L’ensemble apporte une énergie aux numéros de danse (chorégraphiés par Anjali Mehra) et joue de divers instruments tout au long, démontrant les excellentes compétences d’acteur et de musicien que le public aime et attend du Watermill. Cependant, les éléments comiques sont les plus réussis. Des vagues de rire résonnent presque constamment dans l’auditorium tandis que le duo comique Goran (Alexander Zane) et Boris (Sam Pay) est sur scène. Spies, envoyés de la fictive Vulgaria par le despotique Baron Bomburst (Samuel Morgan-Grahame) pour réquisitionner Chitty Chitty Bang Bang pour le sien, ils offrent la quantité parfaite de burlesque et d’improvisation aux côtés d’un scénario tranchant comme un rasoir (adapté pour la scène par Jeremy Sams, adaptation sous licence du scénario par Ray Roderick).
Augmenter davantage les niveaux d’ocytocine est un portrait captivant de la baronne Bomburst (Mairi Ikegami). Aux côtés du Baron de Morgan-Grahame, ils tracent habilement une ligne entre le très comique et le bord du danger. Nous rions de leurs défauts et de leurs faiblesses, mais il y a de la profondeur dans les deux caractérisations, alors que des allusions à leurs tendances tyranniques éclatent. D’un seul coup, ils nous montrent comment ce couple assez ridicule pourrait détenir le pouvoir sur le peuple opprimé de Vulgaria.

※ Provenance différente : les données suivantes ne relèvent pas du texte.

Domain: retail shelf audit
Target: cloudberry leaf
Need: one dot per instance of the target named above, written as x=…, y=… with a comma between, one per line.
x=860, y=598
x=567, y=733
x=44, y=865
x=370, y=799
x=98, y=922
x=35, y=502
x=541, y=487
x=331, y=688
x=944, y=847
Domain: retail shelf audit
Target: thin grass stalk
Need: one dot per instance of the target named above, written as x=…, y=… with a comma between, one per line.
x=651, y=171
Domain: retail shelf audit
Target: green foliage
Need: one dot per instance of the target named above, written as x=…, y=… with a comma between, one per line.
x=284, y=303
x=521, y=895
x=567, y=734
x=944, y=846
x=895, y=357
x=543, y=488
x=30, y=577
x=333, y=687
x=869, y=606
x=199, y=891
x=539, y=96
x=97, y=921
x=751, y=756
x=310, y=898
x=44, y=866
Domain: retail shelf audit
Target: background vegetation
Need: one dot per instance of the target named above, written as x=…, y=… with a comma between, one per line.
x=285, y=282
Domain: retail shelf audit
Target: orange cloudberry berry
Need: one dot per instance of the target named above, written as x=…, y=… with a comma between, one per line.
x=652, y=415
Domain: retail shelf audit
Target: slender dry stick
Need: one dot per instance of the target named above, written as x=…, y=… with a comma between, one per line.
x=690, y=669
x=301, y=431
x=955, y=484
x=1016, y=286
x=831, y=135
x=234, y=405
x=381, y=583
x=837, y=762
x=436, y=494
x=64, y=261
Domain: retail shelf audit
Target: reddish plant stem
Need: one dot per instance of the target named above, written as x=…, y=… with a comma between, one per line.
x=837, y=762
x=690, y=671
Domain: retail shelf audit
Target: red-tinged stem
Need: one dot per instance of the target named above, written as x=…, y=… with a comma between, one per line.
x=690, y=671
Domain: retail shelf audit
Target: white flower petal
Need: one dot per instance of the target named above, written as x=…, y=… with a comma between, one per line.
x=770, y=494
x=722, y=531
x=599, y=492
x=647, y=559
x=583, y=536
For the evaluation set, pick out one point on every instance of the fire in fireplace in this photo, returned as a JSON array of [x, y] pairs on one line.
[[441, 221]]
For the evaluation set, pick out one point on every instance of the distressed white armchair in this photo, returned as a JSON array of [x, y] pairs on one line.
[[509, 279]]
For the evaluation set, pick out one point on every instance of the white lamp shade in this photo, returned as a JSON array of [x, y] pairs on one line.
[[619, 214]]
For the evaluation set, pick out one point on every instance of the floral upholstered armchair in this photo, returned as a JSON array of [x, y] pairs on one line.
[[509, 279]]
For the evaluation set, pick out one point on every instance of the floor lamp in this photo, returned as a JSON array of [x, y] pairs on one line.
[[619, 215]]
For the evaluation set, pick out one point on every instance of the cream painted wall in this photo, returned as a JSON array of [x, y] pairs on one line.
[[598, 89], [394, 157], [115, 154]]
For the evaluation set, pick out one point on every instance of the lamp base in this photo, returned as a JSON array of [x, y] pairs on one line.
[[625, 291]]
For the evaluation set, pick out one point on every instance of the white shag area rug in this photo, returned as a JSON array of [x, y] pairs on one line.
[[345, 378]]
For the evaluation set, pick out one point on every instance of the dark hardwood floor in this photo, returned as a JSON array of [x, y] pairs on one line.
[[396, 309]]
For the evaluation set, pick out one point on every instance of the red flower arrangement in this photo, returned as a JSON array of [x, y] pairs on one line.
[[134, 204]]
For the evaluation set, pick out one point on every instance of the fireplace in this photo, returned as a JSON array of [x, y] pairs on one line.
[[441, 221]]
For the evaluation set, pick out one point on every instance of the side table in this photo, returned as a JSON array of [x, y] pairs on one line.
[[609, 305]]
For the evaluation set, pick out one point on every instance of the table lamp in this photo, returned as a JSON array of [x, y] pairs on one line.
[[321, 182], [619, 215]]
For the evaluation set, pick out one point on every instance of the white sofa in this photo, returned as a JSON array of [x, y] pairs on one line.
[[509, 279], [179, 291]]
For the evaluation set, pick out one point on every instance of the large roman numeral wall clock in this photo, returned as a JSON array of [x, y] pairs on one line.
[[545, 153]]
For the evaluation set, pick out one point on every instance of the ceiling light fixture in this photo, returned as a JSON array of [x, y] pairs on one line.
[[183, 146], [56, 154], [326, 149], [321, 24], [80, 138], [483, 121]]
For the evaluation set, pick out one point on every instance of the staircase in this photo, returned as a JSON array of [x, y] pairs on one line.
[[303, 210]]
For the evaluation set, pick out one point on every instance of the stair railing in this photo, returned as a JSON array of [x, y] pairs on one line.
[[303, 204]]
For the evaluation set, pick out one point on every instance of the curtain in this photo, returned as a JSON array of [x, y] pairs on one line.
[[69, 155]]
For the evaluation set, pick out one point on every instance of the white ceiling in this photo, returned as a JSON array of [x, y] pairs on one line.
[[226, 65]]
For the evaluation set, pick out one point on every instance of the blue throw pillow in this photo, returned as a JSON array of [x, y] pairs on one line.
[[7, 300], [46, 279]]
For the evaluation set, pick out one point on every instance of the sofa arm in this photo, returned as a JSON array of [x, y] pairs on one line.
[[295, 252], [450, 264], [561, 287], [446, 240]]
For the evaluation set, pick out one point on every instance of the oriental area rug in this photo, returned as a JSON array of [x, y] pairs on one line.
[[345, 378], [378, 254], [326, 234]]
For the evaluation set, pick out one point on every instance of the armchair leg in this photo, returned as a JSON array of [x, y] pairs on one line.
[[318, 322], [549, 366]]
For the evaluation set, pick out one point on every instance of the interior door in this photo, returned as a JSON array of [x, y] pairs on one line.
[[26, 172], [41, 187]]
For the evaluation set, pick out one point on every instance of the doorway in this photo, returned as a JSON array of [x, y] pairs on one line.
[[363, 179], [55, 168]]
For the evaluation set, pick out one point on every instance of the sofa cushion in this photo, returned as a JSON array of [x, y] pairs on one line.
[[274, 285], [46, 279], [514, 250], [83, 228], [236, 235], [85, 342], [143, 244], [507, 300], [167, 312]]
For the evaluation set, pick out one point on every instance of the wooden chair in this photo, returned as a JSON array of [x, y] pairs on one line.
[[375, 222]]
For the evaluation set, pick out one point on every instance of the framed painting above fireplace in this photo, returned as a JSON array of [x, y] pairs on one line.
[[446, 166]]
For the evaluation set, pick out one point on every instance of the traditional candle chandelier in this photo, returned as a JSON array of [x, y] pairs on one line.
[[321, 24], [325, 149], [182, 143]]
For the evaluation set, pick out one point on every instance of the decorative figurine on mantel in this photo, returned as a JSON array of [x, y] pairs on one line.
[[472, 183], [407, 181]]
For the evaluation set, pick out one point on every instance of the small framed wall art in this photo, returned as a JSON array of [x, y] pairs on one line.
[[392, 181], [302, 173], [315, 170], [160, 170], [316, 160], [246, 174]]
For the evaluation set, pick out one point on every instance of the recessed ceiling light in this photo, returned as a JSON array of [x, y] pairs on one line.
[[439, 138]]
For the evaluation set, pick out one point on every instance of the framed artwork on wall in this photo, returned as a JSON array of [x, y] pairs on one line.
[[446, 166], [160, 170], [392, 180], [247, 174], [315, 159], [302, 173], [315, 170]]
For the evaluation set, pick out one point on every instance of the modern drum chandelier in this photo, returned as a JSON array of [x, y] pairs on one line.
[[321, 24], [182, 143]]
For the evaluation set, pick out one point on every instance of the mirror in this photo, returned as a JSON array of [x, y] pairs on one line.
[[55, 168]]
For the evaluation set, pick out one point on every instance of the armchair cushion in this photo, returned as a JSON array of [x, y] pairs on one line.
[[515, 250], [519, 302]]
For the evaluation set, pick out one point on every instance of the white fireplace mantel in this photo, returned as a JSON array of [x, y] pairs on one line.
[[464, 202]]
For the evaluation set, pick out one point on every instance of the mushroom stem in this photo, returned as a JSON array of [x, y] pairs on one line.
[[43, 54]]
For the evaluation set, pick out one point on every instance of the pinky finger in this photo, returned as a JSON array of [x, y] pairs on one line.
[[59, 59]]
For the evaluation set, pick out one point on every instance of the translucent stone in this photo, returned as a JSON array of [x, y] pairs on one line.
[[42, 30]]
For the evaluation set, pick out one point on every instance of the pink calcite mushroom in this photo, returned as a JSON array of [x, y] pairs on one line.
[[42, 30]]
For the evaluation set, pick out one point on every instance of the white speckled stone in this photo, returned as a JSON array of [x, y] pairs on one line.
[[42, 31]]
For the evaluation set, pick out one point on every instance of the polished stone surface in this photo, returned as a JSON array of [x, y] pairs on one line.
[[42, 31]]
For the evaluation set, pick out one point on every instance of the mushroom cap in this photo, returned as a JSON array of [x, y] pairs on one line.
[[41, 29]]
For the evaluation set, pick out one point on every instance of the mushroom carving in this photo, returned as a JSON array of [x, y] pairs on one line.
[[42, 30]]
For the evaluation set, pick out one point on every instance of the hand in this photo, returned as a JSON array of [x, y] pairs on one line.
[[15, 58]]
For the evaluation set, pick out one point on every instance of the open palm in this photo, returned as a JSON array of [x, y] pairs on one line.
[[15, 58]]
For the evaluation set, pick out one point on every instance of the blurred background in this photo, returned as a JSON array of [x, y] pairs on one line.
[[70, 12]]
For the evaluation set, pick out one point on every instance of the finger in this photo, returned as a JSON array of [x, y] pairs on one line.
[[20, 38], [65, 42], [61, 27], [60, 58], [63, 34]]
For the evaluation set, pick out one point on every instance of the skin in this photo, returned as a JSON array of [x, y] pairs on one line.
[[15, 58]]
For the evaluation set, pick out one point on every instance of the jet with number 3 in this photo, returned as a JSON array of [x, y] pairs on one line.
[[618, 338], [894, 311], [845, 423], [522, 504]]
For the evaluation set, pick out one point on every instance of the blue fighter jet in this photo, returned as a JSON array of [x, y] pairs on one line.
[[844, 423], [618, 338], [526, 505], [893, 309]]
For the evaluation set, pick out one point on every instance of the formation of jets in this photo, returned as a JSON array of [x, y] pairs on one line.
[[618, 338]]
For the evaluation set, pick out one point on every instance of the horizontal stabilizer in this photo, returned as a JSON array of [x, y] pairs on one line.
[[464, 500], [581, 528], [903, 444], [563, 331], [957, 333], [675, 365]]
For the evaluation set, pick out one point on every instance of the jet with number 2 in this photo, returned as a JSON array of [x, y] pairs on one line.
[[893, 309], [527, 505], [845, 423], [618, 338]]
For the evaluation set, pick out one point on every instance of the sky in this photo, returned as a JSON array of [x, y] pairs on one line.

Il ne faut pas beaucoup d’imagination (aidée par un indice occasionnel dans le scénario) pour faire des parallèles avec certaines situations politiques actuelles.
Les équipes de conception et d’accessoires se sont certainement amusées ; Les différentes marionnettes canines de Marc Parrett sont adorables et inventives, et la construction de la voiture elle-même est extrêmement innovante : elle semble à la fois robuste et est facilement soulevée et manipulée par seulement quelques acteurs, un de chaque côté. Des objets gonflables émergent de dessous un instant, des ailes apparaissent l’instant d’après. Divers autres accessoires et moyens ingénieux de représenter leur mouvement suscitent l’admiration joyeuse du public, et la scénographie (Katie Lias) évoque avec justesse l’atmosphère d’une maison d’inventeur à la fois confortable et aléatoire, avec des coins et recoins remplis de rouages, de bobines et de bibelots. Les costumes (également de Lias) fonctionnent bien, avec le brillant et l’audacieux du baron et de la baronne contrastant avec la simplicité rustique des Vulgariens opprimés et de la famille Potts économiquement modeste.

Comme pour d’autres productions musicales estivales récentes de ce foyer régional, une partie du spectacle est mise en scène en plein air dans le cadre idyllique au bord de la rivière. Sur les traces de Caractacus, les clients se rendent à l’extérieur sous un grand chapiteau blanc pour les scènes de fête foraine. L’interaction du public et quelques danses joyeuses à la Morris font de ce séjour relativement court en plein air un intermède agréable. Au contraire, un temps légèrement prolongé en extérieur serait le bienvenu – clignez des yeux et vous êtes de retour à l’intérieur avant de vous en rendre compte.
Cela dit, c’est une expérience théâtrale sans vergogne exubérante. Si vous recherchez un spectacle d’été pour célébrer la famille, l’aventure et la créativité, celui-ci est fait pour vous. Une célébration débordante de joie et de rire du début à la fin.